Presiden Republik Indonesia, Prabowo Subianto, menerima kunjungan resmi Perdana Menteri Singapura, Lawrence Wong, dalam forum Leaders’ Retreat di Istana Merdeka, Jakarta, pada Senin (6/7/2026). Pertemuan tingkat tinggi yang berlangsung selama lebih dari tiga jam tersebut menjadi momentum penting bagi kedua negara untuk mempererat kemitraan strategis di tengah dinamika regional.
Dalam keterangan persnya, Presiden Prabowo menegaskan bahwa stabilitas dan kemakmuran kawasan merupakan prioritas utama yang harus dijaga bersama. Menurutnya, pencapaian ekonomi yang berkelanjutan hanya dapat terwujud jika perdamaian dan stabilitas keamanan senantiasa dipelihara melalui kolaborasi yang konsisten antara kedua negara tetangga.
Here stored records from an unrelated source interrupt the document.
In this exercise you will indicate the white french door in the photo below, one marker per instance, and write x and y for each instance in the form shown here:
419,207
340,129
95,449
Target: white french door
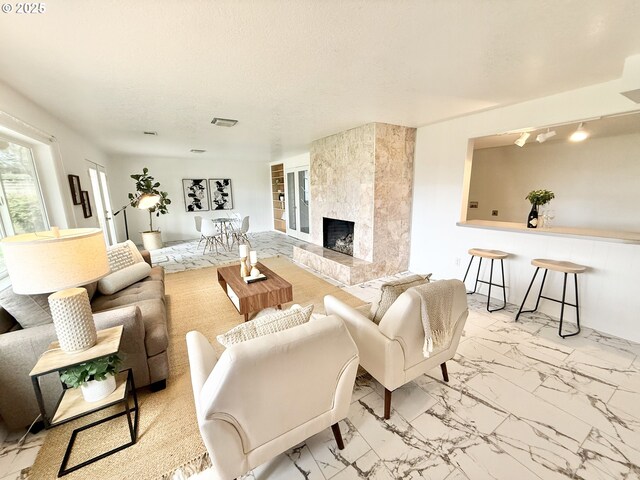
98,176
298,199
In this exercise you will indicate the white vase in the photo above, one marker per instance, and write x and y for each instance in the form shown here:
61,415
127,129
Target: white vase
152,240
95,390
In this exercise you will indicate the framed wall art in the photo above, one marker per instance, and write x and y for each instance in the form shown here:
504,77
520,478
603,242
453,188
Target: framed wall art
196,195
221,194
74,184
86,204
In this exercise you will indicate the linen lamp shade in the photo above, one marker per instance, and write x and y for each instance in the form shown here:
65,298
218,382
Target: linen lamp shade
57,261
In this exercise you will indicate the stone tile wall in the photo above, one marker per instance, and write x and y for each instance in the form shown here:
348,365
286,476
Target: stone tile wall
365,175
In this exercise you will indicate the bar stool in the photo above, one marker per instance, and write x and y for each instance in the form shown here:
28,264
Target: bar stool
557,266
492,255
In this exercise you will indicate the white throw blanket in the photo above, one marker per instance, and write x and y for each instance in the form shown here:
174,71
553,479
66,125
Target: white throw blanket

Hasil nyata dari pertemuan tersebut ditandai dengan penandatanganan 26 Memorandum of Understanding (MoU), yang terdiri dari 18 kerja sama antar pemerintah dan 8 kesepakatan di sektor bisnis. Kerja sama ini mencakup berbagai bidang krusial, mulai dari perdagangan listrik lintas batas yang melibatkan BPI Danantara, hingga pengembangan ekonomi digital dan keamanan siber.
Selain memperkuat pilar ekonomi dan energi, kedua pemimpin negara juga menyepakati penguatan kerja sama di sektor pangan, rantai pasok, serta implementasi perjanjian pertahanan. Presiden Prabowo menekankan pentingnya konektivitas lintas sektor, termasuk pariwisata, pendidikan, dan pertukaran antarpemuda untuk membangun ikatan yang lebih mendalam antara rakyat Indonesia dan Singapura.
Kunjungan PM Lawrence Wong ini mencerminkan komitmen berkelanjutan Indonesia dan Singapura dalam menjawab tantangan global. Dengan terjalinnya puluhan kesepakatan konkret ini, kedua negara optimistis dapat menciptakan sinergi baru yang saling menguntungkan serta memberikan dampak positif bagi stabilitas kawasan Asia Tenggara.